The sessions of the convention were held in secret–no reporters or visitors were permitted. Although many of the naturally loquacious members were prodded in the pubs and on the streets, most remained surprisingly discreet. To those suspicious of the convention, the curtain of secrecy only served to confirm their anxieties. Luther Martin of Maryland later charged that the conspiracy in Philadelphia needed a quiet breeding ground. Thomas Jefferson wrote John Adams from Paris, “I am sorry they began their deliberations by so abominable a precedent as that of tying up the tongues of their members.”
The Virginia Plan
On Tuesday morning, May 29, Edmund Randolph, the tall, 34-year- old governor of Virginia, opened the debate with a long speech decrying the evils that had befallen the country under the Articles of Confederation and stressing the need for creating a strong national government. Randolph then outlined a broad plan that he and his Virginia compatriots had, through long sessions at the Indian Queen tavern, put together in the days preceding the convention. James Madison had such a plan on his mind for years. The proposed government had three branches–legislative, executive, and judicial–each branch structured to check the other. Highly centralized, the government would have veto power over laws enacted by state legislatures. The plan, Randolph confessed, “meant a strong consolidated union in which the idea of states should be nearly annihilated.” This was, indeed, the rat so offensive to Patrick Henry.
The introduction of the so-called Virginia Plan at the beginning of the convention was a tactical coup. The Virginians had forced the debate into their own frame of reference and in their own terms.

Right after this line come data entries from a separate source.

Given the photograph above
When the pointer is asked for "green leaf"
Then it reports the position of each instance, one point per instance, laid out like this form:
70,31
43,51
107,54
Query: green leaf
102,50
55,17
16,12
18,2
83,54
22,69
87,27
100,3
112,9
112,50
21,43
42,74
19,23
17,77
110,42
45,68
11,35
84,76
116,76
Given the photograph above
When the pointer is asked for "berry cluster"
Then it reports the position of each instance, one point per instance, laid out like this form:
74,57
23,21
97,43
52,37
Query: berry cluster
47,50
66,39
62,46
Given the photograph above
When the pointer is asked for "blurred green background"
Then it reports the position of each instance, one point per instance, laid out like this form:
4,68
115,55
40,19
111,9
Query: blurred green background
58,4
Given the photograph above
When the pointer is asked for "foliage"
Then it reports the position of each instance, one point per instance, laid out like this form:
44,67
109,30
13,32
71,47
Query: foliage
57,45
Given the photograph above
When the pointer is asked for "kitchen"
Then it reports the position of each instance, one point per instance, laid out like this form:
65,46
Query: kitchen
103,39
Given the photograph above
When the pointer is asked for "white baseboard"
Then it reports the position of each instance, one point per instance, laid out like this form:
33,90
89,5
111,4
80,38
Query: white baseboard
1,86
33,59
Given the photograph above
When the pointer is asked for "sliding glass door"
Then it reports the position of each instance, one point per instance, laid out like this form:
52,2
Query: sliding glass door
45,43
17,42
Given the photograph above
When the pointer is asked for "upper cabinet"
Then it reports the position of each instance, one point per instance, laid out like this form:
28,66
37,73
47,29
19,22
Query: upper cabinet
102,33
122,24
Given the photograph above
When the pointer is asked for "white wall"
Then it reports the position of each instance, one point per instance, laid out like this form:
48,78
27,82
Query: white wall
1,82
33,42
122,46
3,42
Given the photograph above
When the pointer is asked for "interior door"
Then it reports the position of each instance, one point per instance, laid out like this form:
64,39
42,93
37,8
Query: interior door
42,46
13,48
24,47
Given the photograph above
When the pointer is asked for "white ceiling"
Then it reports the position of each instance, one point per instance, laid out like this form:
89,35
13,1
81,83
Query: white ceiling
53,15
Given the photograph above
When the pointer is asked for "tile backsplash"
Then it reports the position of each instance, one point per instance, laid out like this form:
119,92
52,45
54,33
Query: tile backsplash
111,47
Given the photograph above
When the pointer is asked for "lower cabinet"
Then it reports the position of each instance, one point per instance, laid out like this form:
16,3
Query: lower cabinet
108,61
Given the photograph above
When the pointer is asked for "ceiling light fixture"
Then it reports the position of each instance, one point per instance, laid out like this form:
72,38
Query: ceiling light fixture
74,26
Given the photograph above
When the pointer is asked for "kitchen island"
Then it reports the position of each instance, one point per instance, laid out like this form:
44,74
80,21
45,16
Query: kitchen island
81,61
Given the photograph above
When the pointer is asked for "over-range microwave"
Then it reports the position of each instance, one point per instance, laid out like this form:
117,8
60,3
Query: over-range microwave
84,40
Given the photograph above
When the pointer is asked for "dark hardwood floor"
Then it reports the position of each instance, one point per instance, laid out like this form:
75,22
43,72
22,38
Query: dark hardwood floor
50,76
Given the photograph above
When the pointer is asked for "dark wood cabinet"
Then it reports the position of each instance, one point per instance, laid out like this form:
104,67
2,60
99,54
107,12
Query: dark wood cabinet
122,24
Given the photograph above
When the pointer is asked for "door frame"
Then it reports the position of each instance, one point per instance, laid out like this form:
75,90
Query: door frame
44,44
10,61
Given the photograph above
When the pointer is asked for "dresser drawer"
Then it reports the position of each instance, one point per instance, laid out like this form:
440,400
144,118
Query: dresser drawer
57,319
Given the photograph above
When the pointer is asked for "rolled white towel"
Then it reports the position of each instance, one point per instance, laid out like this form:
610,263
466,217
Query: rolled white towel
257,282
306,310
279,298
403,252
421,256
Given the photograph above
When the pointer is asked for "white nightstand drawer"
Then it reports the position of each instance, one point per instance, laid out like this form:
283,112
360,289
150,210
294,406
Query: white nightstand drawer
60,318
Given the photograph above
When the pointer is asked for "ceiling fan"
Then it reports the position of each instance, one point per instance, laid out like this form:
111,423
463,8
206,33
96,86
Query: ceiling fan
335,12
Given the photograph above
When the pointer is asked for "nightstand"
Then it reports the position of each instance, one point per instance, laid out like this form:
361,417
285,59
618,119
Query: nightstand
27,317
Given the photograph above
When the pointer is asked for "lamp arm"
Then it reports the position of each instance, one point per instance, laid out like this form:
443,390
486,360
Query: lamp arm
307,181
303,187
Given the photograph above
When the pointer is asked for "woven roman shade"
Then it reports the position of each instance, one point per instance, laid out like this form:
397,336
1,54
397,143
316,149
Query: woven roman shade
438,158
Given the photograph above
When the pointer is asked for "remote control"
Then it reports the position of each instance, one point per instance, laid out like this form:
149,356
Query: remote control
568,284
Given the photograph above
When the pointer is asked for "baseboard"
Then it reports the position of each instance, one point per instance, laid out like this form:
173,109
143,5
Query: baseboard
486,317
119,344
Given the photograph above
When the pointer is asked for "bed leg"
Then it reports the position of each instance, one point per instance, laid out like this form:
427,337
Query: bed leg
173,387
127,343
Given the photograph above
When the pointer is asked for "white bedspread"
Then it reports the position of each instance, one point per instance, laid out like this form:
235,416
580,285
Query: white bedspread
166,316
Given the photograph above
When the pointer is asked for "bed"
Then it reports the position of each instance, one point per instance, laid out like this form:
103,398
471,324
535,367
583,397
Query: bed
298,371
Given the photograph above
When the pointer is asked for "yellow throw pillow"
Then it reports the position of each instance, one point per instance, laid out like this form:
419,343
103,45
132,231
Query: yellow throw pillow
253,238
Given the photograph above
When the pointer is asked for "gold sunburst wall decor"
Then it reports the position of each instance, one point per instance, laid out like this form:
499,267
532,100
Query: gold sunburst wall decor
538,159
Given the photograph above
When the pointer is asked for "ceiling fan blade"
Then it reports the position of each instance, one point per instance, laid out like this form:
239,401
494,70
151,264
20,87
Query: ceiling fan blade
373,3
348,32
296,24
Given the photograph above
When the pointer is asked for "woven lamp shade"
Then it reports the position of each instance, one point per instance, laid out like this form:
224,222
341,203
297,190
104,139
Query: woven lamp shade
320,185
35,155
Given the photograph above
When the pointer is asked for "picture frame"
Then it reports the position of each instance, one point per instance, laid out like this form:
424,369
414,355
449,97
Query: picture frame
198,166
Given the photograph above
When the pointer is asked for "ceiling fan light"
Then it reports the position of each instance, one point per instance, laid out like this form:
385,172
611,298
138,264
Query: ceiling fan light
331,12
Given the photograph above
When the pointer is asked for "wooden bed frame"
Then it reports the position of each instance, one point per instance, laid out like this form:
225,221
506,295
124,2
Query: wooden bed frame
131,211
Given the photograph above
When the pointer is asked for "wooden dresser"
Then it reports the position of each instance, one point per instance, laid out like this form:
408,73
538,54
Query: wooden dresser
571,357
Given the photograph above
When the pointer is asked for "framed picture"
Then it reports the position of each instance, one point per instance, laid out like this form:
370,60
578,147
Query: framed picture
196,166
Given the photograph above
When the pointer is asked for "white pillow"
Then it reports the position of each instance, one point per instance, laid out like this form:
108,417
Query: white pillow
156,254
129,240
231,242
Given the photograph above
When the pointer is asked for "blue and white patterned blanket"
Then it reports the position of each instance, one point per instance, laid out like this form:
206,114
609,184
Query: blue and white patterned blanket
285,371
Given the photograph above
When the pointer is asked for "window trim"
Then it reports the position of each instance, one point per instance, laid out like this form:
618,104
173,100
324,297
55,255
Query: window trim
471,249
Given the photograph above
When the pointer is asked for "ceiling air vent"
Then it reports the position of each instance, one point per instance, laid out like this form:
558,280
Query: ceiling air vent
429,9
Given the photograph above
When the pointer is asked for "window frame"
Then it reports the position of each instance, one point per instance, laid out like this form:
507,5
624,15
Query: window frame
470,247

For 10 days the members of the convention discussed the sweeping and, to many delegates, startling Virginia resolutions. The critical issue, described succinctly by Gouverneur Morris on May 30, was the distinction between a federation and a national government, the “former being a mere compact resting on the good faith of the parties; the latter having a compleat and compulsive operation.” Morris favored the latter, a “supreme power” capable of exercising necessary authority not merely a shadow government, fragmented and hopelessly ineffective.